Ich glaube, meine Unfähigkeit mit Geld umzugehen, hat nicht nur mit meiner Unlust zu tun. Sondern auch damit, dass ich einfach ein anderer Typ Mensch bin als David. David arbeitet nicht, um sich selbst zu verwirklichen oder kreativ zu sein. David arbeitet Pendenzen ab, er arbeitet, um was wegzuschaffen. Ich suche in allem, was ich tue, eine Form von Selbstverwirklichung oder zumindest Spass. Und in dem, was ich tue, bin ich nie mit einer Absolutheit konfrontiert. Irgendwie lässt sich immer noch was hinbiegen.

Genau darum wurde David aber Buchhalter. "Wenn es um Cashflow geht, also um das Geld, das man einnimmt und ausgibt, gibt es keinen Spielraum. Es ist so einfach, die Zahlen sind absolut, ich mag das."
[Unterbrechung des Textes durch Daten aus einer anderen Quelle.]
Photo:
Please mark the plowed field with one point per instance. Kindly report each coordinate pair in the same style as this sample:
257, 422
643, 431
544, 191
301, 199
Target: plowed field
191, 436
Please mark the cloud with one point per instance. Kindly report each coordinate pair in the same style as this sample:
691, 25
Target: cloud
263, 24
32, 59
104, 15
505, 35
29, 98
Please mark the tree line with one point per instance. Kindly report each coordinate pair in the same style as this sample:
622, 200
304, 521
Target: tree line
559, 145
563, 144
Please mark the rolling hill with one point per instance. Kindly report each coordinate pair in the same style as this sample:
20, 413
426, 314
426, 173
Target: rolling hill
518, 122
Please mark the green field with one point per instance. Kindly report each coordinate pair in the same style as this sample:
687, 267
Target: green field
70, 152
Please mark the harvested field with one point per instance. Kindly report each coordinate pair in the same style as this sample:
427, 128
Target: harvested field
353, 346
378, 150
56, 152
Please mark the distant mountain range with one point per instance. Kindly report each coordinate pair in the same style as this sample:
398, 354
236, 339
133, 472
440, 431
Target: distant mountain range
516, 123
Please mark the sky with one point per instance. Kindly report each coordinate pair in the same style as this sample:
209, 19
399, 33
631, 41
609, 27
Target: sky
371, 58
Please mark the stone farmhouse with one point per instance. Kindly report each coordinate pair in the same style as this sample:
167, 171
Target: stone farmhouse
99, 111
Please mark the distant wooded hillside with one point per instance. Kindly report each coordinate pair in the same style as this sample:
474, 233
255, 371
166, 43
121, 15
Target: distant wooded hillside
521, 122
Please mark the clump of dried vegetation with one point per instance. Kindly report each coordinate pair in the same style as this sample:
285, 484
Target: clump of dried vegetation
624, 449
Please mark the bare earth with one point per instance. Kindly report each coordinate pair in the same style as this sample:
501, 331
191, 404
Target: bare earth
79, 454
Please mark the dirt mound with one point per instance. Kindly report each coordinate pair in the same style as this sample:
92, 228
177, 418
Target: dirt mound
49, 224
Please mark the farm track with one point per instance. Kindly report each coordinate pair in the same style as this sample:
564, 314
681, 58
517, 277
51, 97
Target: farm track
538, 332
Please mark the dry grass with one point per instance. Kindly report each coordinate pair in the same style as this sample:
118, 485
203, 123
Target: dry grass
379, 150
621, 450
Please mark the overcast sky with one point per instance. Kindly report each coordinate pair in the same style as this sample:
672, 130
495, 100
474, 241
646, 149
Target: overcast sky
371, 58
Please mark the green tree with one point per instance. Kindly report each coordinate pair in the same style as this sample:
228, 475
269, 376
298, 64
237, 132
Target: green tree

In mir beginnt es allmählich, "Klick" zu machen: Ich habe das Geld wie etwas behandelt, das sich irgendwie hinbiegen lässt und nicht als den unveränderbaren Wert, den eine Zahl halt hat. Aber das Problem bleibt weiterhin hartnäckig bestehen, solange ich nicht einfach in den sauren Apfel beisse.

Niemand kann einfach so mit Geld umgehen oder nicht. Es ist kein Talent, das man hat oder nicht. Es ist einfach eine Realität, der man sich stellen muss. Je länger man es nicht tut, desto schlimmer wird es.

Das Schöne am Erwachsensein ist einerseits, dass ich mein Geld für Spässe ausgeben kann. Andererseits kann ich aber auch die Verantwortung für mich selbst in die Hand nehmen. Und diese Kontrolle hat doch auch etwas Befreiendes.

Was ist schon ein zusätzlicher Abend, den man für Rechnungen opfert, für das Gefühl der finanziellen Sicherheit – und damit ein Stück erwachsener Freiheit.